The AstraZeneca Covid-19 vaccine is “safe and effective” – and its benefits outweigh any risks, the European Medicines Agency (EMA) has concluded.
The European regulator said the vaccine was “not associated” with a higher risk of blood clots, but said it would continue to study the possibility of such links.
The EMA’s reaffirmation of the safety of the Oxford jab comes after the World Health Organization on Thursday called on countries to continue using the vaccine.
Concerns about the EU’s vaccination drive were sparked after 13 member states – including Germany, France and Italy – decided to suspend use of the jab, even as the continent battles a surging third wave of Covid-19.

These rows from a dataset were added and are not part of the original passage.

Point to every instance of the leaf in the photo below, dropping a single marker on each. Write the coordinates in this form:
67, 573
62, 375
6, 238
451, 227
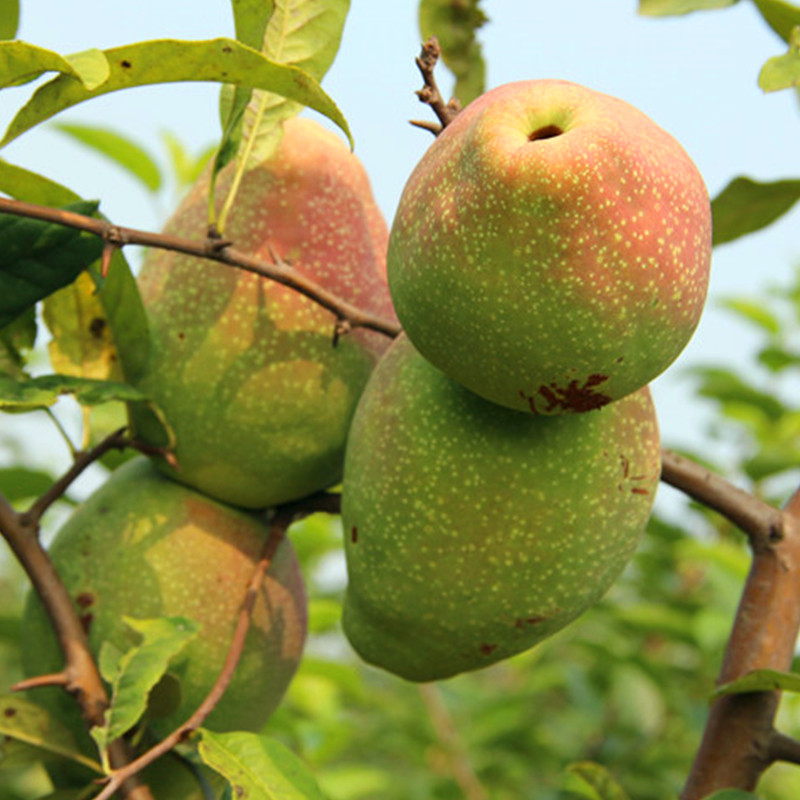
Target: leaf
305, 34
599, 779
669, 8
171, 60
761, 680
37, 257
82, 343
122, 150
22, 483
21, 62
44, 390
783, 72
780, 16
753, 312
16, 339
22, 184
257, 767
139, 670
9, 18
27, 722
454, 23
745, 206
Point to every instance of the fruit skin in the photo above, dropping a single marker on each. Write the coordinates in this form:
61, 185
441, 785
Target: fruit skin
145, 546
243, 367
473, 531
557, 273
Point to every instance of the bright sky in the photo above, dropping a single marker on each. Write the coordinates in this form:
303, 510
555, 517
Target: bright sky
695, 76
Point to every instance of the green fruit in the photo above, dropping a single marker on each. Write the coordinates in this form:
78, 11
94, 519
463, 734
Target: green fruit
244, 368
472, 531
145, 546
551, 249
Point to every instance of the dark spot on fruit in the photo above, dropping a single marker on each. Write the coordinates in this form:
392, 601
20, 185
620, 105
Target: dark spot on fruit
573, 397
85, 600
97, 326
545, 132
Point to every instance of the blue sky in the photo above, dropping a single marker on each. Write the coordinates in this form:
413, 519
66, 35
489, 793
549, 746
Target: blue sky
694, 75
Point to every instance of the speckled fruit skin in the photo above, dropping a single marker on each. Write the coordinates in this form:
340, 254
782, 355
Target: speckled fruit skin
145, 546
551, 250
242, 367
473, 531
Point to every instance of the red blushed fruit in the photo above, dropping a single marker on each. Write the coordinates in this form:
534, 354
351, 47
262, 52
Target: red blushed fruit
243, 368
551, 250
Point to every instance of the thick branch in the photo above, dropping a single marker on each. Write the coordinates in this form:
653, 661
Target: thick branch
212, 249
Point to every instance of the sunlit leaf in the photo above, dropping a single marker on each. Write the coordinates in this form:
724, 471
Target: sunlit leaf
44, 390
37, 258
745, 206
600, 780
122, 150
454, 23
168, 60
780, 16
138, 670
27, 722
782, 72
22, 184
668, 8
761, 680
259, 768
21, 62
9, 18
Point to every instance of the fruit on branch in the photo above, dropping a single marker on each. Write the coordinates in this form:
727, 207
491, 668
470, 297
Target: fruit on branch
145, 546
551, 249
473, 531
244, 368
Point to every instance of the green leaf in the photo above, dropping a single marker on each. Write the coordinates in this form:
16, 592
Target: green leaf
16, 339
669, 8
761, 680
745, 206
120, 149
169, 60
599, 779
22, 184
755, 313
139, 670
82, 342
27, 722
729, 389
258, 768
44, 390
454, 23
305, 34
9, 18
783, 72
22, 483
21, 62
780, 16
37, 257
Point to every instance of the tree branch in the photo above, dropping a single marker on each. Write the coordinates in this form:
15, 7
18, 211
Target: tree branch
211, 249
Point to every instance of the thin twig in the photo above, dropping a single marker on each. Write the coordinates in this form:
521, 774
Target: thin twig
212, 250
429, 93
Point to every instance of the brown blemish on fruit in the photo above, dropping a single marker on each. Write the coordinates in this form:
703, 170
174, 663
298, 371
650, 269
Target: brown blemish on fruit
573, 397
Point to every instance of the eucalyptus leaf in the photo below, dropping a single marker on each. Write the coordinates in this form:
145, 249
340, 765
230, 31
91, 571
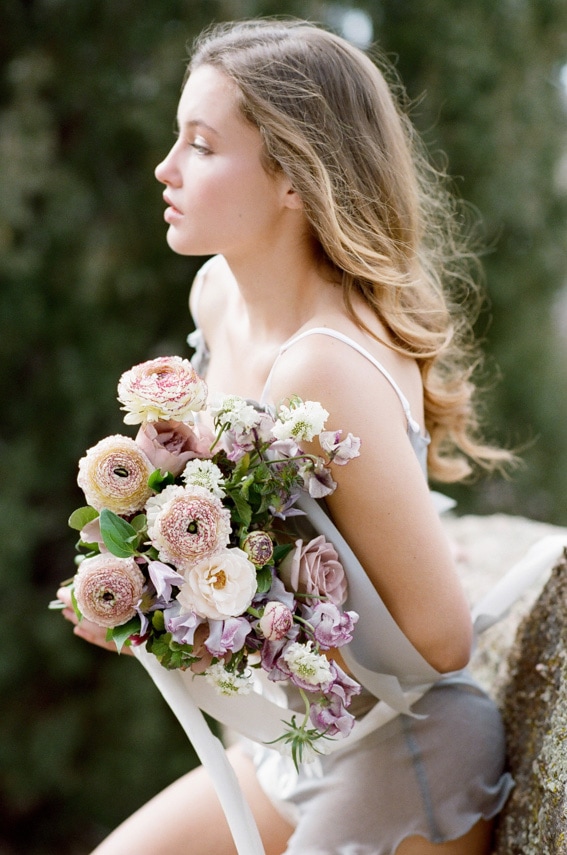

Emer Cooke, EMA executive director, said this situation was not unexpected, adding that “when you vaccinate millions of people” such reports of rare events will occur.
The EMA has concluded there is no overall increase in the risk of blood clots with the vaccine, and in fact it is likely to reduce the overall risk of clots.
Cooke told a press briefing: “The committee has come to a clear scientific conclusion. This is a safe and effective vaccine. Its benefits in protecting people from Covid-19, with the associated risks of death and hospitalisation, outweigh the possible risks.
“The committee also concluded that the vaccine is not associated with an increase in the overall risk of thromboembolic events, or blood clots.”
It comes after it emerged five men in the UK have suffered an “extremely rare” blood clot problem after having the AstraZeneca coronavirus vaccine, though no causal link with the jab has been established.